Takashi Mitachi, a Boston Consulting Group senior adviser, said in his concluding remarks that people should not blindly believe that what they have now will always stay that way. Many people have already suffered loss due to the pandemic, climate change, natural disasters and the like. “We need to protect and reinforce what we have — human security in a broad sense — which also serves as the basis for business,” Mitachi said. Highlighting that the pandemic made people more aware of this, Mitachi stressed that business leaders are starting to think about how to contribute to realizing peace in their own fields, and that peace provides the basis for further economic development, which allows more people to enjoy its fruits. “I hope we enhance this good cycle,” Mitachi said.
The Tokyo session
On Oct. 8, the Hiroshima Business Forum for Global Peace Tokyo Session, a side event of the one held in Hiroshima, took place online in a bid to build a bridge between Hiroshima, the center of global peace, and Tokyo, a global business hub. One of the speakers at the first Tokyo panel session, Ken Shibusawa, the CEO of Shibusawa and Company Inc. and chairman of Commons Asset Management Inc., said peace is like air: “We take it for granted, but once it is lost, we are in big trouble. Peace is not a natural phenomenon. We have to be aware that each one of us is a player in peace-building.” In the same session, Kristina Yasuda, an identity standards architect at Microsoft Corp., also said that the range of peace issues is expanding and there are more issues to be discussed, such as how to maintain peace in the cyberworld.
Subsequent lectures and panel discussions developed insights into peace from various aspects including human well-being, diversity and inclusion, economic security and business ethics.
The Tokyo session invited a secret guest to speak before the last panel discussion: Gaito Amano, a fifth-grade student who in January started a project called Dear My Future Friends. He explained that the project’s aim is to make friends with children from 196 countries and join the world into one team sharing ideas. “I believe that children have sensibility and talents that adults do not have. Now is the time that we should connect to each other. So I started writing letters to my future friends in various countries,” he said.
He prepared 10 questions such as “What makes you happy?” “What do you think the future is going to look like?” and “What can we do for the Earth?” to better understand the environments, cultures and values of his future friends’ countries. So far he has communicated online with children from 20 countries — including India, Singapore, Lebanon, Cambodia and Denmark — and they have gotten to know each other and exchanged ideas about what they can do together to make the world a better place. Many embassies and consulates of countries where he does not yet have friends are now helping him reach out to children in their country.
Hiroshima Gov. Yuzaki expressed hope in his speech during the Tokyo session that those who have received messages of peace through events like this will take action toward peace, and that such actions will spread to the world. Fifth-grader Gaito is surely one of those who have taken a step forward and started to engage people from around the world in the pursuit of peace.

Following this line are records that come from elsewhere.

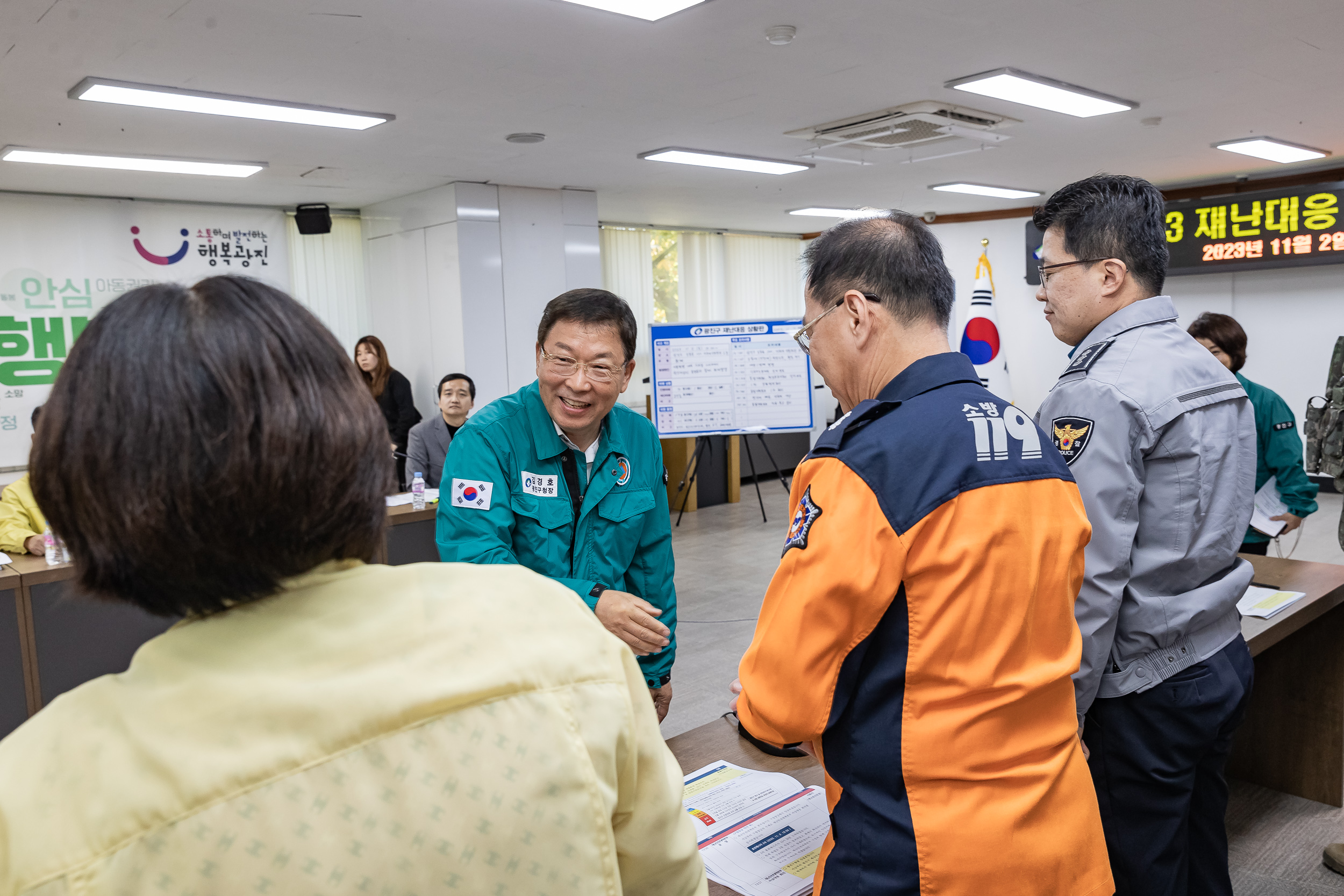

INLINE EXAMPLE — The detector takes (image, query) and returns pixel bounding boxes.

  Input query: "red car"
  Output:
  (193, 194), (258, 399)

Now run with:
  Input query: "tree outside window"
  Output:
(649, 230), (680, 324)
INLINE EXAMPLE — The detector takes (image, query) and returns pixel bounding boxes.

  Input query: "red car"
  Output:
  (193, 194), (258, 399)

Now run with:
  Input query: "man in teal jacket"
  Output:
(437, 289), (676, 721)
(1187, 312), (1320, 555)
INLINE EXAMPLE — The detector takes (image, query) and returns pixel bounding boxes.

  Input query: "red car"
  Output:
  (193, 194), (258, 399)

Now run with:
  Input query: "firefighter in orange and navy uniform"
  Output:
(737, 212), (1113, 896)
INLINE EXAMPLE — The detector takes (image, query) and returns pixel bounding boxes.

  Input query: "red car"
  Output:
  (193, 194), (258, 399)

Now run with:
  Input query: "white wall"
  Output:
(933, 218), (1344, 425)
(362, 183), (602, 414)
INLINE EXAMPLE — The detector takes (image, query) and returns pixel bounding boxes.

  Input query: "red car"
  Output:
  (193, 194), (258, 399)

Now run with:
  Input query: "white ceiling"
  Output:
(0, 0), (1344, 232)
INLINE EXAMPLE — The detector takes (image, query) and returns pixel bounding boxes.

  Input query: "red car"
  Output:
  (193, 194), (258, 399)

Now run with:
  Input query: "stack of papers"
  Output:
(1236, 584), (1306, 619)
(1242, 476), (1288, 540)
(682, 762), (831, 896)
(387, 489), (438, 506)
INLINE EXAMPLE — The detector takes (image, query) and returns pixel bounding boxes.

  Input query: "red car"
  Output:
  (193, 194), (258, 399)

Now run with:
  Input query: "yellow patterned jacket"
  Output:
(0, 473), (47, 554)
(0, 560), (707, 896)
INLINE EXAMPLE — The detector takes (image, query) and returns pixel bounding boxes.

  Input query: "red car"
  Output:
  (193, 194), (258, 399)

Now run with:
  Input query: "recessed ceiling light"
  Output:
(66, 78), (397, 130)
(929, 183), (1040, 199)
(789, 205), (886, 218)
(0, 146), (266, 177)
(943, 68), (1139, 118)
(554, 0), (706, 21)
(640, 146), (816, 175)
(1214, 137), (1331, 162)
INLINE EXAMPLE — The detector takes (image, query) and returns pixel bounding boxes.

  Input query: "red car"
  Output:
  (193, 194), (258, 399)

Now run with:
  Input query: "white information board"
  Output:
(649, 318), (812, 438)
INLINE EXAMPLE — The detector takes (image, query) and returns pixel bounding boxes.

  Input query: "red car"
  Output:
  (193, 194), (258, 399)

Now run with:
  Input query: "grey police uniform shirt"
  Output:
(1036, 296), (1255, 716)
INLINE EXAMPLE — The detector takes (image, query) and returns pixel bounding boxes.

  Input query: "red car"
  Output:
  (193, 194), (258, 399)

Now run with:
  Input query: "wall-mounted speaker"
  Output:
(295, 203), (332, 236)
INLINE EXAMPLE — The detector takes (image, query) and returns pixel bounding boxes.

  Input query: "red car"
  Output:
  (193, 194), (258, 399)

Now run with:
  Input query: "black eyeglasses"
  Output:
(793, 293), (882, 355)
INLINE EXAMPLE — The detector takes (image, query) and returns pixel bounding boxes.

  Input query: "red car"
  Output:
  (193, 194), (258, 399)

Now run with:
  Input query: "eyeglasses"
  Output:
(793, 293), (882, 355)
(542, 348), (621, 383)
(1036, 258), (1107, 289)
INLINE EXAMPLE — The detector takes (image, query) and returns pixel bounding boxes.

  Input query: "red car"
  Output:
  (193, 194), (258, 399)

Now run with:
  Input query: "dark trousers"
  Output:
(1083, 635), (1255, 896)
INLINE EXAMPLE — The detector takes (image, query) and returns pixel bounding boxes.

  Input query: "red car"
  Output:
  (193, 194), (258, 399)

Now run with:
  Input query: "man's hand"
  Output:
(1270, 513), (1303, 535)
(649, 681), (672, 724)
(594, 589), (672, 655)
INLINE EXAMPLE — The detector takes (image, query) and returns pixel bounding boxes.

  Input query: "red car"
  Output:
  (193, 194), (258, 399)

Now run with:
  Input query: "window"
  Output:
(649, 230), (680, 324)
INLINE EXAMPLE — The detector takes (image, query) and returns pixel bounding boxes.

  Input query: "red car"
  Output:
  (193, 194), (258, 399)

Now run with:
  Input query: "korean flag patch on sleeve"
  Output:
(780, 485), (821, 556)
(453, 479), (495, 511)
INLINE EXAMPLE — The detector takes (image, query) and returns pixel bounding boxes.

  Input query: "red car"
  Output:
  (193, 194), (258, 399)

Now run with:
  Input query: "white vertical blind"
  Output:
(287, 215), (368, 352)
(723, 234), (803, 320)
(601, 227), (653, 412)
(677, 231), (728, 321)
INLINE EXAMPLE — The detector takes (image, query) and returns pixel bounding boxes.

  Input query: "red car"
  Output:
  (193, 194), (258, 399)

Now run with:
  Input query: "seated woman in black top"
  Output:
(355, 336), (421, 489)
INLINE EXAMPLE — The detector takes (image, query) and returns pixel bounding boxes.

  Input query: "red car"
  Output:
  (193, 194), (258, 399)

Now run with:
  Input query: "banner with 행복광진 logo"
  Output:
(0, 193), (290, 468)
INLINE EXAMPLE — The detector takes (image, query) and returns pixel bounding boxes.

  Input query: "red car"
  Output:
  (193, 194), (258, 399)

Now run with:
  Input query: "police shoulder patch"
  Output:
(780, 485), (821, 556)
(1061, 339), (1116, 376)
(1050, 417), (1097, 466)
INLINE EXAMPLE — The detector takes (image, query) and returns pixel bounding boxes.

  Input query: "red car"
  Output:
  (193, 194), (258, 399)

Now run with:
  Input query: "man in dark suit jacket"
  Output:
(406, 374), (476, 489)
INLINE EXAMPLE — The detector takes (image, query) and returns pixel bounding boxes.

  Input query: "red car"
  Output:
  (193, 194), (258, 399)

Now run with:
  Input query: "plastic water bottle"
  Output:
(411, 473), (425, 511)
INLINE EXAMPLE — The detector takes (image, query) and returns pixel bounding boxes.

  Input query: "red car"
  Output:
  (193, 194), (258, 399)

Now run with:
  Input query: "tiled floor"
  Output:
(663, 491), (1344, 896)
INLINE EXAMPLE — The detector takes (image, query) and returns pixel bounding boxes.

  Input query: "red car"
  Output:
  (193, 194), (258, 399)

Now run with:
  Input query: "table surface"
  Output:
(1242, 555), (1344, 657)
(387, 501), (438, 525)
(667, 718), (825, 896)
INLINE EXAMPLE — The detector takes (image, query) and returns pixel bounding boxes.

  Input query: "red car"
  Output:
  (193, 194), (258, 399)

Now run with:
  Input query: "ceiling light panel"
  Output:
(551, 0), (706, 21)
(0, 146), (266, 177)
(640, 146), (816, 175)
(929, 181), (1040, 199)
(66, 78), (397, 130)
(1214, 137), (1331, 164)
(943, 68), (1139, 118)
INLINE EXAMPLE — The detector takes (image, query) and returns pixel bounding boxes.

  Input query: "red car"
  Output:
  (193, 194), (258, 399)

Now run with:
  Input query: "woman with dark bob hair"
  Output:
(1185, 312), (1319, 555)
(0, 277), (706, 896)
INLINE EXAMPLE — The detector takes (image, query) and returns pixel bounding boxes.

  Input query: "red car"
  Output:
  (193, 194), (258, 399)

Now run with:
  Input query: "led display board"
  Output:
(1166, 181), (1344, 275)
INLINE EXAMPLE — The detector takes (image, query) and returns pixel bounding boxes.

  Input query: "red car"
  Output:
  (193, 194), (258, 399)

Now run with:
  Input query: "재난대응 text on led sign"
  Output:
(1166, 183), (1344, 274)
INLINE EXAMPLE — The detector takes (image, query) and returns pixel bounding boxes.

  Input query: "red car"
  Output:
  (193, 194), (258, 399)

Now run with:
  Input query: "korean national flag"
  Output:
(959, 246), (1012, 402)
(453, 479), (495, 511)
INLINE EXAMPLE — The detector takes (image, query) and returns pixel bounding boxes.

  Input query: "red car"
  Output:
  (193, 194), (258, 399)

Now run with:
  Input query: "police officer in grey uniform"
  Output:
(1035, 175), (1255, 896)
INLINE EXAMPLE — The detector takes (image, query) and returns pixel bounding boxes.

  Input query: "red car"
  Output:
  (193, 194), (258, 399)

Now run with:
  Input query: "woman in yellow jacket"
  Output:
(0, 277), (707, 896)
(0, 404), (47, 555)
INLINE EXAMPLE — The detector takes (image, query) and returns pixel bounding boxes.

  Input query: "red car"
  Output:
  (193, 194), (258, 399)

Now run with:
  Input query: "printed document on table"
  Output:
(1243, 476), (1288, 537)
(1236, 584), (1306, 619)
(682, 762), (831, 896)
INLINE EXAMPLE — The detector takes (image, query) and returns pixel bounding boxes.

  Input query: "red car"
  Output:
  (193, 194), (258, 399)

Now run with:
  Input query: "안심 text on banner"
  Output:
(0, 193), (290, 468)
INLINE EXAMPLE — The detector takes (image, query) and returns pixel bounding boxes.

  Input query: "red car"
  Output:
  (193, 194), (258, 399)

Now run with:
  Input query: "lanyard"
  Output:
(561, 447), (583, 575)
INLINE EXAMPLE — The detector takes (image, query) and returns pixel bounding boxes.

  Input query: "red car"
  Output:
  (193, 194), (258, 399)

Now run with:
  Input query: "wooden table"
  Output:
(0, 504), (438, 737)
(668, 719), (825, 896)
(1227, 556), (1344, 806)
(374, 504), (438, 567)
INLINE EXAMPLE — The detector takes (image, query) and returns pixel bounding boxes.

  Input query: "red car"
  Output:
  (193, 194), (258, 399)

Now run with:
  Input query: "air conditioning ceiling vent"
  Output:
(785, 101), (1021, 149)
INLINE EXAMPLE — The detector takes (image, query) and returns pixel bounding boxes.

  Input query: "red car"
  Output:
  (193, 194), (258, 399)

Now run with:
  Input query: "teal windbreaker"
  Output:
(1236, 374), (1320, 543)
(435, 380), (676, 688)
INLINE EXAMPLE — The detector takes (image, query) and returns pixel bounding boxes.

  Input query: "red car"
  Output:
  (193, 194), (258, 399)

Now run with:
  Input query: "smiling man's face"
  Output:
(537, 321), (634, 447)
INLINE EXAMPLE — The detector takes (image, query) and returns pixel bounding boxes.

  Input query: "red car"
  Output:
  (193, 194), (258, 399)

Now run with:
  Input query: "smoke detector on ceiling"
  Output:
(785, 101), (1021, 165)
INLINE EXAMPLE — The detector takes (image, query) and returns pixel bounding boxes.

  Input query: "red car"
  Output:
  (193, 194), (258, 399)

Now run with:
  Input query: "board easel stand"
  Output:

Peace is not something that is easy to attain, although it is very much wanted by all human beings. The 2021 Hiroshima Business Forum for Global Peace and its Tokyo session helped to define peace in concrete ways and to propose specific actions so that it makes more sense for businesses to actively engage in and commit to creating peace.
All of the photos have been provided by the Hiroshima Business Forum for Global Peace organizers.